秋田県はツキノワグマによる人身事故が、記録が残る昭和54 年度以降最多となっていることから、25日、「ツキノワグマ出没警報」の発令期間の延長を決めました。一層の警戒を呼び掛けています。この秋はブナの実が「大凶作」と予測されていて、クマの行動範囲が広がることも懸念されています。
※画像は秋田県自然保護課作成資料より

5月11日に出された秋田県の「クマ出没警報」は、期間が9月30日までとなっていましたが、10月31日までに延長されました。対象は県内全域です。
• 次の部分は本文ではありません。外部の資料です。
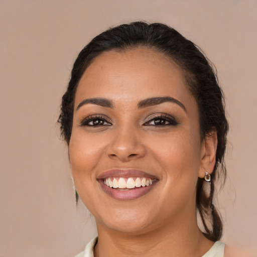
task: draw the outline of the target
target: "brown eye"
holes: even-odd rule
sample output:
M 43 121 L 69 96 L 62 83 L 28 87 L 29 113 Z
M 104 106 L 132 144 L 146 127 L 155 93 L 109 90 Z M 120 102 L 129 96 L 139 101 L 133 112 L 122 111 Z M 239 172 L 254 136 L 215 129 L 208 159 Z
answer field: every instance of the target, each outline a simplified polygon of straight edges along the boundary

今年度の秋田県内のクマによる人身被害は、9月24日現在で25件25人に上ります。
25件のうち20件が集落、農地、その周辺といった人の生活圏で起きていて、農作業や散歩中の事故が多くなっています。
また鈴やラジオによる音出しなどの対策を講じていないケースが多いということです。

県内では今年、9月19日までに過去最高ペースとなる590頭のクマを駆除したということですが、出没は続いていて、県は「いつでも、どこでも、誰でもクマに遭遇するリスクがある」と、次のような対策を呼びかけています。

○基本対策
・できるだけ複数で行動し、鈴やラジオなどで音を立てて、人の存在をアピールしながら行動し、クマとの鉢合わせを避ける。
・クマを目撃した時は、市町村に連絡するとともに、地域で情報共有する。
・米ぬか、生ごみ、廃棄作物、家畜飼料などを屋外に放置しない、採らないカキ等放任果樹は伐採・除去する。
・農地や家の周囲のやぶは刈払い、見通しをよくする。
・クマが食べるものを作付けしている農地・果樹園、養蜂園は電気柵で囲い、クマに食べさせない・通わせない。

○出会ってしまった場合の対策
・クマスプレー:やぶ近くで農作業をするときやクリ拾いに行くときなどに携行する。襲われそうになったらクマに向かって一気に噴射する。
・顔と頭を守る:避難先や武器が無い、クマスプレーの噴射が間に合わないなどの場合、とにかく顔と頭を守る。腕で頭をかばい、顔を伏せることで、顔の大ケガや致命傷を防ぐ。